I am able to boot debian on the A20 board successfully until I plug in an Ethernet cable.  After I power down and back up, the unit won't boot completely.  I just get a black screen with a black X mouse cursor with white borders.  I can ping the A-20 unit from my PC connect to the same router so the unit appears to be alive.  Any idea why this is?  Thanks.

soenke


ghofer

There are a lot of log files in /var/log.  Which one should I be looking at and what messages should I be looking for?  I'm new to linux so not sure where to go to find the log info quickly.  We thought that maybe the power supply was not sufficient but the current one is 9W and it still won't boot with the Ethernet cable connected.

soenke

Good thing with linux is, that you can find a solution in the internet for almost any problem or error message.

Have a look into /var/log/syslog and /var/log/Xorg* and check for possible errors. In Xorg (EE) means error.

MBR

What device is connected to the other end of the cable? A router/switch, or an PC/laptorp/whatever? How long is the ethernet cable?
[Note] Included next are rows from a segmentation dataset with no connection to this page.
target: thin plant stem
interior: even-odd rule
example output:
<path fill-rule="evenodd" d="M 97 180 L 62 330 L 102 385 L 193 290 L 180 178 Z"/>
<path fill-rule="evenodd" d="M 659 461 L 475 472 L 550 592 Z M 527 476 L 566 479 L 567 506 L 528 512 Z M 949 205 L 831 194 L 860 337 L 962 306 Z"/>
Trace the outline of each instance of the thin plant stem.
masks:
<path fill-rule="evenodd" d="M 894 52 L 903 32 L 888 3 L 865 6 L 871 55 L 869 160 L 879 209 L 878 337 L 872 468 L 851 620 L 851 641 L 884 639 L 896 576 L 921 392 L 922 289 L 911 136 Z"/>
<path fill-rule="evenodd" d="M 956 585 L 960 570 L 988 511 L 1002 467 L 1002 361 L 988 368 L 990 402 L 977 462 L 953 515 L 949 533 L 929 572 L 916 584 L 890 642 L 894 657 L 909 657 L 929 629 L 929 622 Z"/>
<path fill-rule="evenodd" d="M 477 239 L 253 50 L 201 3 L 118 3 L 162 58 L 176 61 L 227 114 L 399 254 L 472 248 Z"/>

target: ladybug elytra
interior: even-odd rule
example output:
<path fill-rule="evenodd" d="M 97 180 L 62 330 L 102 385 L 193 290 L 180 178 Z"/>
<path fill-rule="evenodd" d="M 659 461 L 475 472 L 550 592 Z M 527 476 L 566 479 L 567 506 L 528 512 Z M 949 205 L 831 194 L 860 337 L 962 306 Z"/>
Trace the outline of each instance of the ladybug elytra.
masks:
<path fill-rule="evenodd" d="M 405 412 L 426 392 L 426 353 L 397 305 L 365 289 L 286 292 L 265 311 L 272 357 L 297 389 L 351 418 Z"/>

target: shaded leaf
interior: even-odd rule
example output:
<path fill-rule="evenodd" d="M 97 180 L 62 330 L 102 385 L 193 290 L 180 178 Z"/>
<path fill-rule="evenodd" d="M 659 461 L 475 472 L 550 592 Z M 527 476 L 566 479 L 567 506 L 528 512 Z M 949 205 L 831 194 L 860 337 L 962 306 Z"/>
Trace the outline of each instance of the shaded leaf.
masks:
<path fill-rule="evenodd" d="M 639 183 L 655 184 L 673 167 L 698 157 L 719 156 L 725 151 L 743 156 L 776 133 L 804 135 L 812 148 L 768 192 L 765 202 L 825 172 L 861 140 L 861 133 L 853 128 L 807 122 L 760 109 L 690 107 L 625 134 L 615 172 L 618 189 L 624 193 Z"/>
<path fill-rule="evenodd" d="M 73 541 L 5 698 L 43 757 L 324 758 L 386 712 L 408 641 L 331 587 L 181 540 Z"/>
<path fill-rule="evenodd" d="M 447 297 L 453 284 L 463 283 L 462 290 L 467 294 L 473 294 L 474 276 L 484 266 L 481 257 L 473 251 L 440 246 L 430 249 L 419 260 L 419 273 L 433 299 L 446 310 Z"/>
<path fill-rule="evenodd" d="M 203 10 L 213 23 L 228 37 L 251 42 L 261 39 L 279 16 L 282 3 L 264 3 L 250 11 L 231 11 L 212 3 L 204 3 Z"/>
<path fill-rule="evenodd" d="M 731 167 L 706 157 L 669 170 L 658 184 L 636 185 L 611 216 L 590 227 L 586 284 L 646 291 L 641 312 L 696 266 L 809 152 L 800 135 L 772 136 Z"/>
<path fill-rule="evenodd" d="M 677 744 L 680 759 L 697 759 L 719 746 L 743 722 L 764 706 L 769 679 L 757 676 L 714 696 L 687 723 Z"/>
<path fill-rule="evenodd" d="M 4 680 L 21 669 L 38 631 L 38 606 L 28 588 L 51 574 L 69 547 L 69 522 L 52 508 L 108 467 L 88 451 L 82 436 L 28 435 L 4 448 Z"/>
And some wild speculations stuff: is the A20 powered from the same branch of electrical wiring (i.e. with the same circuit breaker)? Although the ethernet has transformer coupling (the "black thingie" near the RJ45 connector or MAGJACK with build-in transformers) that should be resistant to the ground offset, in some pathological cases even that may be insufficient - the device will hang or behave strangely as long as the cable is plugged in.

soenke

As he can log in with SSH i dont think it is an ethernet issue. I think more of some service that tries to start when there is a network connection and blocks Xorg from starting correctly. Maybe waiting some minutes for a timeout could help ;)

saarijoki

Even though it's clearly not an issue directly with the ethernet connection, I'd check the /etc/network (especially the if-pre-up.d and if-up.d) and the Xorg startup scripts to see if there's something funny there. Also, disable all the candy in the desktop and some desktop-related applications and/or plugins you might have installed prior to failure.